About this Research Topic
In the past 15 years, there has been steady growth in work relating to the microbial iron cycle. It is now well established that in anaerobic environments coupling of organic matter utilization to Fe reduction is a major pathway for anaerobic respiration. In iron-rich circumneutral environments that exist at oxic-anoxic boundaries, significant progress has been made in demonstrating that unique groups of microbes can grow either aerobically or anaerobically using Fe as a primary energy source. Likewise, in high iron acidic environments, progress has been made in the study of communities of microbes that oxidize iron, and in understanding the details of how certain of these organisms gain energy from Fe-oxidation. On the iron scarcity side, it is now appreciated that in large areas of the open ocean Fe is a key limiting nutrient; thus, a great deal of research is going into understanding the strategies microbial cells, principally phytoplankton, use to acquire iron, and how the iron cycle may impact other nutrient cycles. Finally, due to its abundance, iron has played an important role in the evolution of Earth’s primary biogeochemical cycles through time.

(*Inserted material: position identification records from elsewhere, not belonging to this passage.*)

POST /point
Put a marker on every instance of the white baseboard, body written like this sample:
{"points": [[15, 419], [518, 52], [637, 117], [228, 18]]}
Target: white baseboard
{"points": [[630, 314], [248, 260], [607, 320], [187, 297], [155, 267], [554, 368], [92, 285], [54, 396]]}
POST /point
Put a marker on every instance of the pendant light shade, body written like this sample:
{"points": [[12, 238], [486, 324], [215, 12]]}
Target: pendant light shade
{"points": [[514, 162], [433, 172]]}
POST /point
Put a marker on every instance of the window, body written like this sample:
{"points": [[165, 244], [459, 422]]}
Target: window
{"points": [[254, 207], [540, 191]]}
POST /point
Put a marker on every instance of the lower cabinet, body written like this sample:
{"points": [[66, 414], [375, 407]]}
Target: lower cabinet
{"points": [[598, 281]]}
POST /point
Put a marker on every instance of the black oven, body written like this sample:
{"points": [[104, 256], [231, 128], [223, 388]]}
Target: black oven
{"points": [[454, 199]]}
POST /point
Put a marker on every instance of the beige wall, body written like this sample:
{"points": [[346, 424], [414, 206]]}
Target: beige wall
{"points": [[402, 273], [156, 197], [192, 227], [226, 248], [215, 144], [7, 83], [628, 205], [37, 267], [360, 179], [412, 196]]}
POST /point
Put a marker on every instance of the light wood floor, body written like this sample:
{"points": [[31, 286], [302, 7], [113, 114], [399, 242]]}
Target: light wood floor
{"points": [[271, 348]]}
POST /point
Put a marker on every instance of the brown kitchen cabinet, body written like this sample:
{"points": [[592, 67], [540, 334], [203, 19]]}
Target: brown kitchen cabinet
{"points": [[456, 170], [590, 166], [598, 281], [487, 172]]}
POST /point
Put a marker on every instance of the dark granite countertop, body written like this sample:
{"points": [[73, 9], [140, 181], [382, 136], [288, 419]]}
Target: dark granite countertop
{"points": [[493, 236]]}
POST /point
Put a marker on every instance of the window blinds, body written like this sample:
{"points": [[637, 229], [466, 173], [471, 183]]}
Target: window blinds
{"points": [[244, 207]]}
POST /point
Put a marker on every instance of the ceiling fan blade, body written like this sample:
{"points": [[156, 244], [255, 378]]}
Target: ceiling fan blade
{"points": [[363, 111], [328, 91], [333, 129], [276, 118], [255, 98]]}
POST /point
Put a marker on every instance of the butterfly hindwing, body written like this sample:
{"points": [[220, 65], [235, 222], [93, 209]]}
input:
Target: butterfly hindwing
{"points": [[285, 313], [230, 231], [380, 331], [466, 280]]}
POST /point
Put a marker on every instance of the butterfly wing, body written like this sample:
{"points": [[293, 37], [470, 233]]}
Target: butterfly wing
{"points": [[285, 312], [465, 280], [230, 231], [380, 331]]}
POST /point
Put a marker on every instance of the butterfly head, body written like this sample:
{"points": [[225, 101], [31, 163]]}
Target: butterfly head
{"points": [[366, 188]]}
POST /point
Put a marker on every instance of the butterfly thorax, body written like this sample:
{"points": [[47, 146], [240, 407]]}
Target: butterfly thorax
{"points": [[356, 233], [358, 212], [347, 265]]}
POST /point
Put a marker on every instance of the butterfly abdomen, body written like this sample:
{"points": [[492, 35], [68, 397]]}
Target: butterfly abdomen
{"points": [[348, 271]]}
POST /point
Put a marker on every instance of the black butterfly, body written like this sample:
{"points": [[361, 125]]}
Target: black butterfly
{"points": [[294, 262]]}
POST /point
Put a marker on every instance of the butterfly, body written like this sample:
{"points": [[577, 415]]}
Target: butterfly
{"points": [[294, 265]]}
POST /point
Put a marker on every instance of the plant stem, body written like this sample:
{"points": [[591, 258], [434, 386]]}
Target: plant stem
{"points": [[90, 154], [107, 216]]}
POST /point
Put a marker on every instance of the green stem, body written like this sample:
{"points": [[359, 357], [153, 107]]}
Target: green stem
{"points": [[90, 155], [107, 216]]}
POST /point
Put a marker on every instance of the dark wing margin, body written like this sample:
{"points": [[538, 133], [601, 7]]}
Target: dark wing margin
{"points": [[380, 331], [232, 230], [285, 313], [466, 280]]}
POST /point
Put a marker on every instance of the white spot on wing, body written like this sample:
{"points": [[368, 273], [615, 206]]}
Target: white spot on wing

The aim of this Research Topic is to gather contributions from scientists working in diverse disciplines who have common interests in iron cycling at the process level, and at the organismal level, both from the perspective of Fe as an energy source, or as a limiting nutrient for primary productivity in the ocean. The range of disciplines may include: geomicrobiologists, microbial ecologists, microbial physiologists, biological oceanographers, and biogeochemists. Articles can be original research, techniques, reviews, or synthesis papers. An overarching goal is to demonstrate the environmental breadth of the iron cycle, and foster understanding between different scientific communities who may not always be aware of one another’s work.
- Microbial Fe oxidation at neutral and acidic pH
- Microbial Fe reduction
- Ecosystem coupling of Fe-oxidation and reduction
- Iron availability in nutrient limited environments (or iron as a limiting nutrient in marine ecosystems)
- Cellular iron acquisition strategies of environmental importance
- Advanced techniques for studying iron biogeochemistry
- Paleo-microbiology of Fe-cycling
Important Note: All contributions to this Research Topic must be within the scope of the section and journal to which they are submitted, as defined in their mission statements. Frontiers reserves the right to guide an out-of-scope manuscript to a more suitable section or journal at any stage of peer review.